The British new their existance as a people was not at stake, only a position of Empirial priviledge that was disappearing anyway. So they were more reluctant to take casualties for places like Singapore. Had their Island being invaded, perhaps they would not have been so shy fighters during the war.
For the other countries you mention I am dubious about the somewhat glib summation of their outlook you give, but this particular one does not accord with my appreciation of the situation at all.
In the first place, the British people were quite clear that their whole way of life was what was at stake; Nazism was quite clearly incompatible with their hard-won traditions of democracy and gradually developing tolerance. The chances of the British government, especially with Churchill in charge, agreeing to a detente with Nazi Germany was nil.
In the second place the Imperial position was by no means "disappearing" before the war at all - it had never been stronger, in fact. Its nature and constitution was changing, but then it had done so since before it was even regarded as an "Empire", so that is hardly surprising. It was in the later stages of the war and thereafter that the "Empire was lost", as some would have it. The reasons were mainly US influence, the fact that Britain was economically drained by the war and the nationalist movements that were in many cases deliberately encouraged as a force on one side or another in the war itself.
Finally, the loss of Malaya/Singapore had nothing to do with 'shy' fighting - the troops defending there were mostly Indian, not British, and though they did not lack either skill or determination there were too few of them and with too poor a strategic plan. The root of the problem lay, in fact, in the strategic planning outlook of the Imperial government in the inter-war years, which was driven by harsh realities of what the Empire could afford. The strategy was one of "two out of three"; in other words, the Empire had to operate in three theatres - the Home Islands, Northern Europe and the Atlantic was one, the Mediterranean and "Middle East" was a second and India and the "Far East" a third. The Imperial forces were constituted to be able to deal with serious threats in any two of those theatres at one time. When serious threats arose in all three at once (from Germany in Northern Europe and the Atlantic, from Italy in the Mediterranean and North Africa and from Japan in the Far East) the Imperial Government found itself catastrophically under-resourced, with no coherent plan and pretty close to out-and-out panic. The command paralysis, insufficient defence force and general mishandling of the situation that led to the fall of Singapore was the most obvious result. The bottom line is that the British Empire at the end of 1941 had one full-size army and two full-size fleets to cover three large arenas of operation - it wasn't enough.

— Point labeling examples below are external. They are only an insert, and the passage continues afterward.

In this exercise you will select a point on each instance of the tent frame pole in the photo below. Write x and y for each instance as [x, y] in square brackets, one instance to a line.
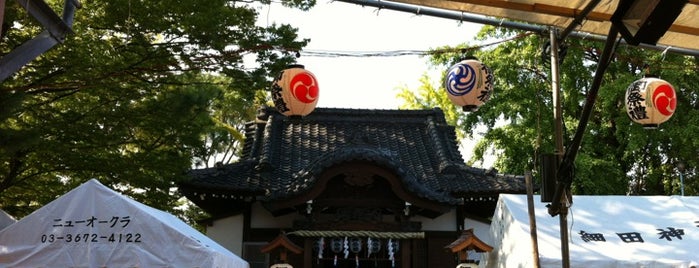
[558, 137]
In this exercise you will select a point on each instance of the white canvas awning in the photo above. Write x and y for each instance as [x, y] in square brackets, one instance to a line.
[94, 226]
[6, 219]
[684, 33]
[605, 231]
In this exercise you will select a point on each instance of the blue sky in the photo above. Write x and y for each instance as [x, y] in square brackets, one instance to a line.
[370, 82]
[367, 82]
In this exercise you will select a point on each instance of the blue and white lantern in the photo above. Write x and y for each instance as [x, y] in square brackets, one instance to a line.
[469, 84]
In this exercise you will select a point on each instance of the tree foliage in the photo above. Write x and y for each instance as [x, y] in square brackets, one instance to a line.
[133, 96]
[617, 156]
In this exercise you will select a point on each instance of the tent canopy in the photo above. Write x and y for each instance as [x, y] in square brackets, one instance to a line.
[94, 226]
[684, 32]
[605, 231]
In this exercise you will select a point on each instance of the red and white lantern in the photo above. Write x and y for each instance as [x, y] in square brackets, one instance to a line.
[469, 84]
[295, 91]
[650, 101]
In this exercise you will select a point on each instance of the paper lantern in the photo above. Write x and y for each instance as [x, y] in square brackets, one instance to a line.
[650, 101]
[469, 84]
[295, 91]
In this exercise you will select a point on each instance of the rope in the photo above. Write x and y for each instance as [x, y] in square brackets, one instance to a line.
[372, 234]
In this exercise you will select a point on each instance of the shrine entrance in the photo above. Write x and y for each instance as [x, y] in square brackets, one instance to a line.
[359, 215]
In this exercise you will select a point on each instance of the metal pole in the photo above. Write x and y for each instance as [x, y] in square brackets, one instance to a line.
[681, 184]
[462, 16]
[532, 218]
[558, 136]
[564, 173]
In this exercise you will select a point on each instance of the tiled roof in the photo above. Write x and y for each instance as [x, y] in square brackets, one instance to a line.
[282, 156]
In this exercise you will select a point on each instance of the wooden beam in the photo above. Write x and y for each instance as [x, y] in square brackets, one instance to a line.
[543, 9]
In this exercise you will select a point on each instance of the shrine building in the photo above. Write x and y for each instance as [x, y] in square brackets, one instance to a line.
[349, 188]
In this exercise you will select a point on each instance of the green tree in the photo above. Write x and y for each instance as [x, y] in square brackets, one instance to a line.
[138, 94]
[617, 156]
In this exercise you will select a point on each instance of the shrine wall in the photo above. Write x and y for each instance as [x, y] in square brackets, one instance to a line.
[262, 218]
[228, 232]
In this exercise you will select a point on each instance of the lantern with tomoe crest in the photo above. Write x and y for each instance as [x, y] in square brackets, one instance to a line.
[469, 84]
[650, 101]
[295, 91]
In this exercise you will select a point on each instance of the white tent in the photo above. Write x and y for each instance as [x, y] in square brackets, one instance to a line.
[6, 219]
[605, 231]
[94, 226]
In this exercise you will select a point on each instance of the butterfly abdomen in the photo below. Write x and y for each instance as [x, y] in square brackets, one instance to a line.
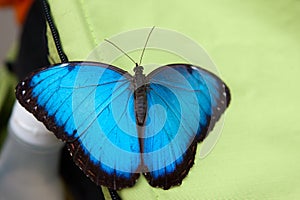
[140, 105]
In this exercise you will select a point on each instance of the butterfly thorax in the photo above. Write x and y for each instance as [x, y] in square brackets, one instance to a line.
[140, 97]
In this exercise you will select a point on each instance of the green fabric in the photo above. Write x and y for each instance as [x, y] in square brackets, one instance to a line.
[7, 98]
[256, 46]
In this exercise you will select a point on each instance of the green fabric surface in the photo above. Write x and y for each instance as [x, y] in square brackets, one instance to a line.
[256, 46]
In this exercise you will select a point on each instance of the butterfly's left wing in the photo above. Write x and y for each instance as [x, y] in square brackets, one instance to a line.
[184, 103]
[90, 106]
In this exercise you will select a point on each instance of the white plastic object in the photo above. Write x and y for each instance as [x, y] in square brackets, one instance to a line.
[29, 160]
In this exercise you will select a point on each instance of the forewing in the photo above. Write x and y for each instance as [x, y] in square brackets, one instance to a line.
[90, 106]
[184, 103]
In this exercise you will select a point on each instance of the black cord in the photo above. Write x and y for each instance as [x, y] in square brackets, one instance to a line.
[114, 194]
[54, 31]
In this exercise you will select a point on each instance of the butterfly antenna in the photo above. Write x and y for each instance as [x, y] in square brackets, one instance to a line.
[120, 50]
[146, 45]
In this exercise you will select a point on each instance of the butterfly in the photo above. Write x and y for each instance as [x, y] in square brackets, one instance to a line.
[117, 125]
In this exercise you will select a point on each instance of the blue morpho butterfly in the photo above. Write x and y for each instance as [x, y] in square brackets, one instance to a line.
[117, 125]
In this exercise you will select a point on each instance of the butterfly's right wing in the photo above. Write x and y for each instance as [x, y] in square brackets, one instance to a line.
[90, 106]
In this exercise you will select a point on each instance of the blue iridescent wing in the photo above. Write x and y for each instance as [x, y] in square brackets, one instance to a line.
[184, 103]
[90, 106]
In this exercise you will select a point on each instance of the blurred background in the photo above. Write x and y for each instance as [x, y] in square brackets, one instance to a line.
[8, 31]
[256, 47]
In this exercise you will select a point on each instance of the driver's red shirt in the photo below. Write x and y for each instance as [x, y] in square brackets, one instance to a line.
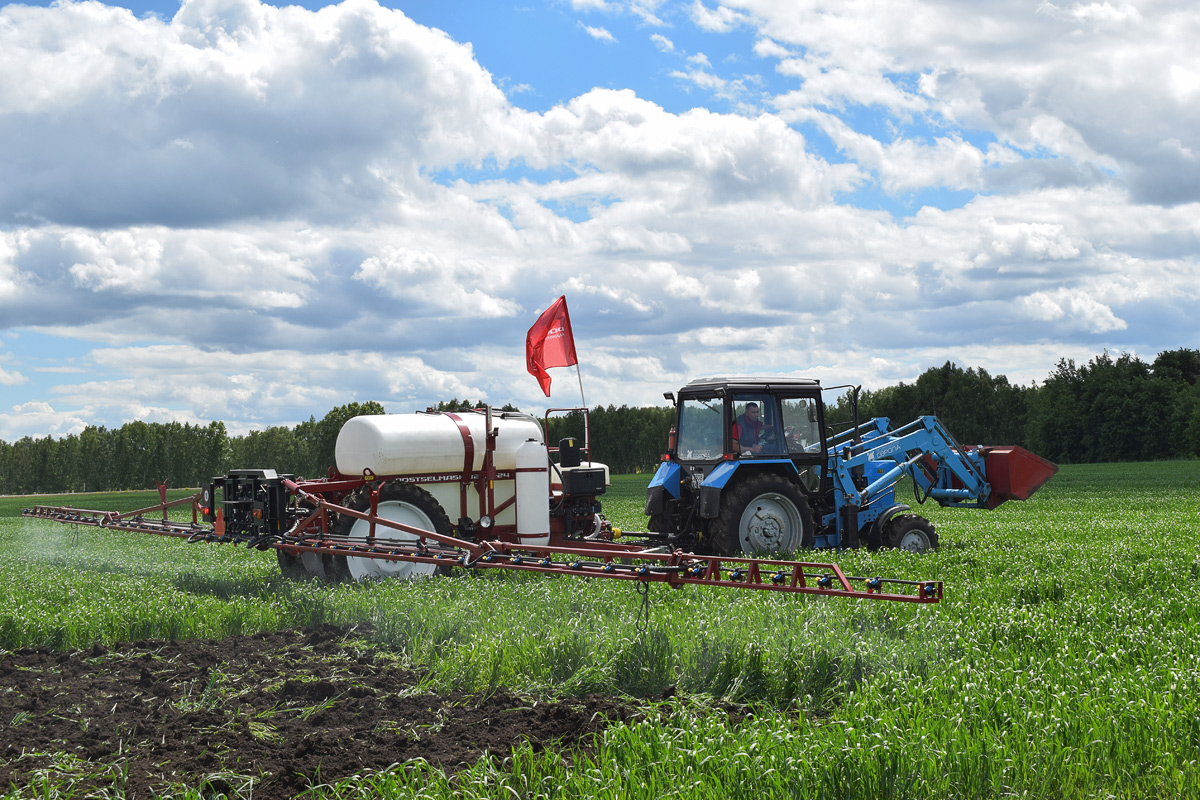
[745, 433]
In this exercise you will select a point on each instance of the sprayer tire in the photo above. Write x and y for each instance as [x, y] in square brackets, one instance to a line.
[911, 533]
[762, 513]
[402, 503]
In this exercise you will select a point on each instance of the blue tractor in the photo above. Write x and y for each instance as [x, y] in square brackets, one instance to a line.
[753, 468]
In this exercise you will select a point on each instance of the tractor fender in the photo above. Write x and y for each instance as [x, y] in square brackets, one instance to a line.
[875, 533]
[715, 482]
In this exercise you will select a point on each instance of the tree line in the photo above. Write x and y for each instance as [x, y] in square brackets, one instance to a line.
[1105, 410]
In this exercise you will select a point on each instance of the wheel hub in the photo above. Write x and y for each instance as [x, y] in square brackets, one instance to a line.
[769, 523]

I would say more about the multi-ethnic nature of the USSR and how it was far from clear that their "extermination as a people" was at stake, but rather they were motivated (as many times before in history) by a basic love of Mother Russia or their respective homelands, a dedication to Communist ideals (albeit possibly brought about by brainwashing - but what belief in a political system is not, to some extent?) and fear of the 'Political Officers' - but my knowledge in that area is less well founded, so I'll leave it to others.